According to a report recently released by the Fraser Institute:
From 1977 to 2011, the Alberta Heritage Fund’s cumulative net income was $31.3 billion. But the amount transferred out of the fund was $29.6 billion — “meaning virtually nothing was set aside for inflation-proofing to keep the principal intact in real terms,” the report’s authors say. “Despite Alberta’s tremendous natural resource endowment, the Fund equity (valued at cost) as of 2011 was a mere $14.2 billion.”

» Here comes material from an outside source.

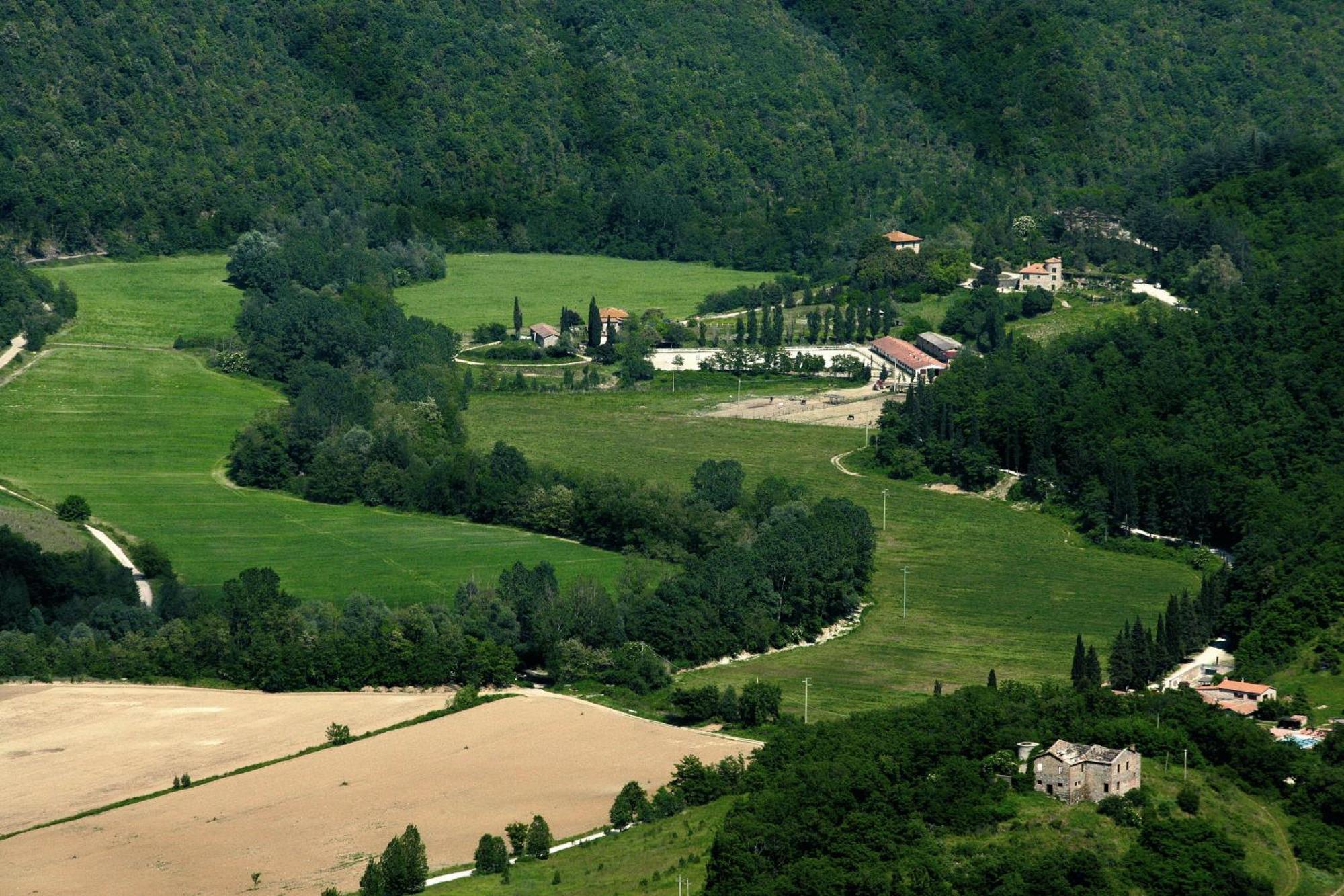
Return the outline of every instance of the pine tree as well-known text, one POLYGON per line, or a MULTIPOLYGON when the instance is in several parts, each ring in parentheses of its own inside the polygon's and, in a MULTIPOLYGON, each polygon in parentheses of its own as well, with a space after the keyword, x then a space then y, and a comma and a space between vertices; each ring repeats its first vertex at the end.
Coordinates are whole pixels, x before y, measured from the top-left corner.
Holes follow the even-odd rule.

That's not what the Norwegians, those pie eyed and socialists, did. They banked their oil revenues:
The Norwegian Ministry of Finance forecasts that the fund will reach NOK 4.3 trillion ($717 billion) by the end of 2014 and NOK 6 trillion ($1 trillion) by the end of 2019.[4] In a parliamentary white paper in April 2011 the Norwegian Ministry of Finance forecast that the 2030 value of the fund would be NOK 7.4 trillion ($1.3 trillion). A worst-case scenario for the fund value in 2030 was forecast at NOK 2.7 trillion ($455 billion) and a best case scenario at NOK 19.6 trillion ($3.3 trillion).[5]
It's truly amazing that conservatives are still selling this snake oil. But what is more amazing is that so many people are still buying it.